Ibunya bernama Tan Kim Nio dan ayahnya bernama Liem Kim Sek. Darah silat dan
pengobatan mengalir dari keluarganya.
Masa Kelahiran (25 Desember 1952)
Meningkatnya jumlah anggota yang berasal dari dalam dan luar
Bogor membuat kebutuhan mengelola kegiatan pelatihan mulai dirasakan. Untuk
memenuhi kebutuhan tersebut maka pada tanggal 25 Desember 1952, bertepatan
dengan malam bulan purnama, bertempat di Gg Angbun No. 79 RT II/RW VII, Lebak
Pasar Bogor, Lima Macan Pulo bersepakat mendirikan wadah dengan nama Persatuan
Gerak Badan dan Bangau Putih diambil sebagai simbol.

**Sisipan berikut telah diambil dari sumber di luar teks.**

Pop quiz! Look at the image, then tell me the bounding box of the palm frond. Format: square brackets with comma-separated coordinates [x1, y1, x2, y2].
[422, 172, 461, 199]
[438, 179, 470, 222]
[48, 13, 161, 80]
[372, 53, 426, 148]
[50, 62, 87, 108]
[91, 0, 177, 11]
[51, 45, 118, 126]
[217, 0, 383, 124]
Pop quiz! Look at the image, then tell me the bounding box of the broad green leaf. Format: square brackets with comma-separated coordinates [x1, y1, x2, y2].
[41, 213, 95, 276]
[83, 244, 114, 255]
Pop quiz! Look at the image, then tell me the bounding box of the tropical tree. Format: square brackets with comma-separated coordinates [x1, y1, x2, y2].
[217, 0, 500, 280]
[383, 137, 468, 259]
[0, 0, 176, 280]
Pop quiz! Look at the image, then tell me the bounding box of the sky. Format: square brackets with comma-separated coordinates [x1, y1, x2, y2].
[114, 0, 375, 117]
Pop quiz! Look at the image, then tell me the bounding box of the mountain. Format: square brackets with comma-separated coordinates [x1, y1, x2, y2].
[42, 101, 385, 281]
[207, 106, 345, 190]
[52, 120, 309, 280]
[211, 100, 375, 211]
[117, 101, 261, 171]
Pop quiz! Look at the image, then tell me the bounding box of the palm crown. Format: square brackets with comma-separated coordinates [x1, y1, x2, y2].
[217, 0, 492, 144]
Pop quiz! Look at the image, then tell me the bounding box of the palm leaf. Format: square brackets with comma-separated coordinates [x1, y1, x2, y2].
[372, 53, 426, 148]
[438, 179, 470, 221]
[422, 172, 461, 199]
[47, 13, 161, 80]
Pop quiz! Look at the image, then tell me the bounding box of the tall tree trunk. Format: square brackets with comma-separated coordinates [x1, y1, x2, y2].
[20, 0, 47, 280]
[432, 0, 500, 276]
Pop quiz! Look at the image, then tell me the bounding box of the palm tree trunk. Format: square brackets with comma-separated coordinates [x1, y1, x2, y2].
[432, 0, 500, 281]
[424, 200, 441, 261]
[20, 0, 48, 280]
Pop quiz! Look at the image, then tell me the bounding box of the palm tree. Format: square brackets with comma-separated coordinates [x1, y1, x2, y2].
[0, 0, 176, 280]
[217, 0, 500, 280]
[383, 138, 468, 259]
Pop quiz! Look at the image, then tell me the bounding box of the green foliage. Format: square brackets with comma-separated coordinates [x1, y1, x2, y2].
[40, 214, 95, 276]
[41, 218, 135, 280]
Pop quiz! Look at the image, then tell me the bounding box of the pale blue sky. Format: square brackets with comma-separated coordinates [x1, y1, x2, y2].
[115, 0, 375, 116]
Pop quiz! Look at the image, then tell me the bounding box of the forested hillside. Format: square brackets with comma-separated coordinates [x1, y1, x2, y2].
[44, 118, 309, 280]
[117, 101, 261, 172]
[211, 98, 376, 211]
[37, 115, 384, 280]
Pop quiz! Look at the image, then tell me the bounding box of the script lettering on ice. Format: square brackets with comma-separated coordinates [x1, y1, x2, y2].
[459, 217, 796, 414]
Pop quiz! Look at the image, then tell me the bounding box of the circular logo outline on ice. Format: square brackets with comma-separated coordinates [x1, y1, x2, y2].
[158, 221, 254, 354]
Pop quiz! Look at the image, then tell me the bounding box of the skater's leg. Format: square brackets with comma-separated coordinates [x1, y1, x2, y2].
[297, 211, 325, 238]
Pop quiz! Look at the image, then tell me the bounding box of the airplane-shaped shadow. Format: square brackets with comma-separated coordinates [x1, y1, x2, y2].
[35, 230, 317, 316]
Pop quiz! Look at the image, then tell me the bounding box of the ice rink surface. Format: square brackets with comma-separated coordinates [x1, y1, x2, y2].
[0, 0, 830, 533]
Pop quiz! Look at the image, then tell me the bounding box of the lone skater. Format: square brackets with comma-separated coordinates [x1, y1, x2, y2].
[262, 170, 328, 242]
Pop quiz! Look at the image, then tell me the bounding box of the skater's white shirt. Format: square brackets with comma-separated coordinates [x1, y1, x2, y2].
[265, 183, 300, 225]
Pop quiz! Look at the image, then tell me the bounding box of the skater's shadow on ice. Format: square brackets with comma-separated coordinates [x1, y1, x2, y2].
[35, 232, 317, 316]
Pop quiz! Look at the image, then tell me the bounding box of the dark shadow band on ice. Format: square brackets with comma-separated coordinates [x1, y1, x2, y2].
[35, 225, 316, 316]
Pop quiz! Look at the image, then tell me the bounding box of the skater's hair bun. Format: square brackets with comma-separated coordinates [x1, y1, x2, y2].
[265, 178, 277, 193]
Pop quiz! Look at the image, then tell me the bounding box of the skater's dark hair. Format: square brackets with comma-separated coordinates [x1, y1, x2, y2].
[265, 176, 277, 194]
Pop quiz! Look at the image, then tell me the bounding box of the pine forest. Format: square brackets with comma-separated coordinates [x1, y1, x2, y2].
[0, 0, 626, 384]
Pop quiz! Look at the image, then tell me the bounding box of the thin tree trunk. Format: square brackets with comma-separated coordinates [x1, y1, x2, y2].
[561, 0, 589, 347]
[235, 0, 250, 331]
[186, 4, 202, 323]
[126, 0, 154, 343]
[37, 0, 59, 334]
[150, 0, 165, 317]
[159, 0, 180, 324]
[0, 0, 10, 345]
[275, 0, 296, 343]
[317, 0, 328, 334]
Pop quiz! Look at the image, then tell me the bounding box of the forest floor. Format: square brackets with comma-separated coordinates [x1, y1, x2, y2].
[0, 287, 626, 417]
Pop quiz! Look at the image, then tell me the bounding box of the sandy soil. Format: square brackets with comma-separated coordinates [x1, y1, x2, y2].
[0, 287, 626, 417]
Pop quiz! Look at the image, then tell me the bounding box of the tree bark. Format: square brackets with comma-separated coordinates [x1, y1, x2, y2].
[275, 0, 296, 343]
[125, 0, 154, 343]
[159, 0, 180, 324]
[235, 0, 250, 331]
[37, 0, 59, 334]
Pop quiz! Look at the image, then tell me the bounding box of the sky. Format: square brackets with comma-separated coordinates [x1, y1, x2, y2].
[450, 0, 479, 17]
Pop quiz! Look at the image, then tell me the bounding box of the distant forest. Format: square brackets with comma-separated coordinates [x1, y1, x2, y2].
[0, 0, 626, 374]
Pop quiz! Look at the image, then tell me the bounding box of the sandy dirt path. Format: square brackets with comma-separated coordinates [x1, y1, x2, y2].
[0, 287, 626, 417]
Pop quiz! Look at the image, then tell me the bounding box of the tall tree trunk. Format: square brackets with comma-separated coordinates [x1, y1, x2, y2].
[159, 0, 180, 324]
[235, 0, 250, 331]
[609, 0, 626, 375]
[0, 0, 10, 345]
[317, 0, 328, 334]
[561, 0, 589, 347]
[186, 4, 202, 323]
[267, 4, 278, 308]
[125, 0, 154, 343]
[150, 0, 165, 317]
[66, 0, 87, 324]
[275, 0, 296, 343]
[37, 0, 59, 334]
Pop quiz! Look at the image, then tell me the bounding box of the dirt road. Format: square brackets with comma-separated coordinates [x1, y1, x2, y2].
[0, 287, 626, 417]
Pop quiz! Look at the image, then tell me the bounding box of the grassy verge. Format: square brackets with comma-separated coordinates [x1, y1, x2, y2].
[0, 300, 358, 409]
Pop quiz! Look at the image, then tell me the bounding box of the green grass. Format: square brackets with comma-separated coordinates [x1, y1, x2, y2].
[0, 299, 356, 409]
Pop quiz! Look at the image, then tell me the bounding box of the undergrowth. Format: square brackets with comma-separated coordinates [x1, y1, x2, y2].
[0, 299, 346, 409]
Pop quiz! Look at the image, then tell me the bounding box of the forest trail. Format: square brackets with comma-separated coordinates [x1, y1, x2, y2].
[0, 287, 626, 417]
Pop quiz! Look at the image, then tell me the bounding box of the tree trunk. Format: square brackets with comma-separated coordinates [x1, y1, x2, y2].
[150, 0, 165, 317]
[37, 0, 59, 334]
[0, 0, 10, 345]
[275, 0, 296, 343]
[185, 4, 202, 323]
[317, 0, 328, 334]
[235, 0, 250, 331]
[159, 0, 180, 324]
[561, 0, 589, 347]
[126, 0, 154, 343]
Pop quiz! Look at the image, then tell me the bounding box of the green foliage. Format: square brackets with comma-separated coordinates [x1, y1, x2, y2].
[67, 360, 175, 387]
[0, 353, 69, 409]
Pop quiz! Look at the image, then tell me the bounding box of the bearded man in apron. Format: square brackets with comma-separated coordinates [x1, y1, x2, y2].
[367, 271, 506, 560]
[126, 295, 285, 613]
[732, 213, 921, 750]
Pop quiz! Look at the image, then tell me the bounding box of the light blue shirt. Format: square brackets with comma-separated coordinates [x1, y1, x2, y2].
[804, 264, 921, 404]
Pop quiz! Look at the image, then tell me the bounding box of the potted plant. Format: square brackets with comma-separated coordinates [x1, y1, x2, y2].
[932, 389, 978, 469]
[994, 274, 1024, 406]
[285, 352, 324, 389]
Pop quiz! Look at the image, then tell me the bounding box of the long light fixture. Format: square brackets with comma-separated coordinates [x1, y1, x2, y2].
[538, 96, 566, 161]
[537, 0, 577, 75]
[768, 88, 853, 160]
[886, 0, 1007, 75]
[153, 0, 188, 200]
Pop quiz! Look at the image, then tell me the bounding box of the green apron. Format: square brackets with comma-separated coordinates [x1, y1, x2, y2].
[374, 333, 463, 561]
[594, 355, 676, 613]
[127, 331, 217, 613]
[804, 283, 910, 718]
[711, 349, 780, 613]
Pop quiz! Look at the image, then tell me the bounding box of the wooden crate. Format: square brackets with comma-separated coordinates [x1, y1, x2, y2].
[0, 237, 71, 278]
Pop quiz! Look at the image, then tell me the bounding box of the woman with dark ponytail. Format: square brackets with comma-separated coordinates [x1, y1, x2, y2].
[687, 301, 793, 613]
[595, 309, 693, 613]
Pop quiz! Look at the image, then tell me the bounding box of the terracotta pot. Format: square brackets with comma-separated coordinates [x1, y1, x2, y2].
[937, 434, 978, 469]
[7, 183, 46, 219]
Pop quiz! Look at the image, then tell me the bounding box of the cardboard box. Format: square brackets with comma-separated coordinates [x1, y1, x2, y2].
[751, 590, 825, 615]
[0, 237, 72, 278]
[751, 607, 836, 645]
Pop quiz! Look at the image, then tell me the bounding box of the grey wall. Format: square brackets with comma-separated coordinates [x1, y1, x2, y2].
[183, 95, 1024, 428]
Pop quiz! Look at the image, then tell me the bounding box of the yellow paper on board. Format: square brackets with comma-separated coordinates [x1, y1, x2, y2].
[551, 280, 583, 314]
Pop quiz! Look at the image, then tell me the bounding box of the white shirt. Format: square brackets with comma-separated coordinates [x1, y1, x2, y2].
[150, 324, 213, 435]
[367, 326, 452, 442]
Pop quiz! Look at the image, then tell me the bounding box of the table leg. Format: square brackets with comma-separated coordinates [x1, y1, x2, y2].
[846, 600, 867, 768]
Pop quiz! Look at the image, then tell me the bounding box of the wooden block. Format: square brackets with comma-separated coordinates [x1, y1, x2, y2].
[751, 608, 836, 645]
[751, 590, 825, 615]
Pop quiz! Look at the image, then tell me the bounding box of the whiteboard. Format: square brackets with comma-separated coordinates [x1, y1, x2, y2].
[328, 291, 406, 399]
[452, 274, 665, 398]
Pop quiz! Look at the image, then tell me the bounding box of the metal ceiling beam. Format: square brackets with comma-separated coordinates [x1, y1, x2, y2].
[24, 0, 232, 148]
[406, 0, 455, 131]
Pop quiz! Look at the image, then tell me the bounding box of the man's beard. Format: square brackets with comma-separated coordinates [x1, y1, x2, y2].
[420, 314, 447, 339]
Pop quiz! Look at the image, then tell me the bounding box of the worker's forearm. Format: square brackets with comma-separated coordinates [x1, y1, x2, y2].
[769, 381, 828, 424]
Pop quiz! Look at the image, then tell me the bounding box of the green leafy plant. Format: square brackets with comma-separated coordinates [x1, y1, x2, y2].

Sebagai pelatih ditunjuk Liem Sin Tjoei atau Subur Rahardja
sementara 4 (Empat) Macan Pulo lainnya bertindak sebagai pengawas. Untuk
mengisi posisi asisten pelatih maka Lima Macan Pulo membentuk Blok 18. Beberapa
anggotanya adalah Karta Lugina, Harja Lugina, Tan Khong Hoa, Oey Kiat Hoey, dan
Ouw Chun Liong.
Periode Perkembangan (1953-1965)
Perkembangan PGB sangat pesat, di mana pertumbuhan jumlah
anggotanya terus meningkat. Oleh karena itu, tempat berlatih para anggota
dipindahkan ke Gedung Dalam yang terletak di Jl. Perniagaan no. 62 (sekarang
bernama Jl. Suryakencana). Pada tahun 1953, lahirlah Kie Lin yang dibentuk dan
dicetuskan pertama kali di Bogor oleh PGB. Kie Lin merupakan salah satu seni
kebudayaan masyarakat etnis Tiong Hoa dan selalu mengikuti kegiatan perayaan
Cap Go Meh di kota Bogor.
Pada tahun 1954, PGB menjadi salah satu anggota PPSI
(Persatuan Pencak Silat Indonesia).
Pada tahun 1955, tidak hanya memperkenalkan diri kepada
masyarakat di Bogor, Kie Lin PGB pun mengikuti pertunjukkan di Semarang. Pada
tahun ini pula terbentuk grup latihan pertama di Tanah Tinggi III, Jakarta,
bertempat di rumah Tjong Sun yang disusul dengan semakin banyaknya grup-grup
latihan yang terbentuk pada tahun 1956; salah satunya bertempat di rumah Tjek
Bu Seng, seorang ahli pernafasan.
Selain aktif dalam kegiatan seni dan budaya, PGB juga aktif
dalam kegiatan sosial. Pada tahun 1960, PGB mendirikan BAKAM atau Badan
Koordinasi Keamanan dan Ketertiban dengan persetujuan Komando Militer kota
Bogor. Kegiatan dari BAKAM ini meliputi patroli keamanan dan pembaruan
penerangan jalan-jalan di Bogor.
Pada tahun 1962, PGB membuka tempat latihan di Gedung Dalam
(Bogor) atas bantuan dari Tan Hong Beng. Di Gedung Dalam ini juga didirikan
perpustakaan PGB atas ide dari Yo Yam Hok. Pada tahun ini, Kie Lin PGB tidak
lagi aktif karena kondisi politik yang tidak kondusif.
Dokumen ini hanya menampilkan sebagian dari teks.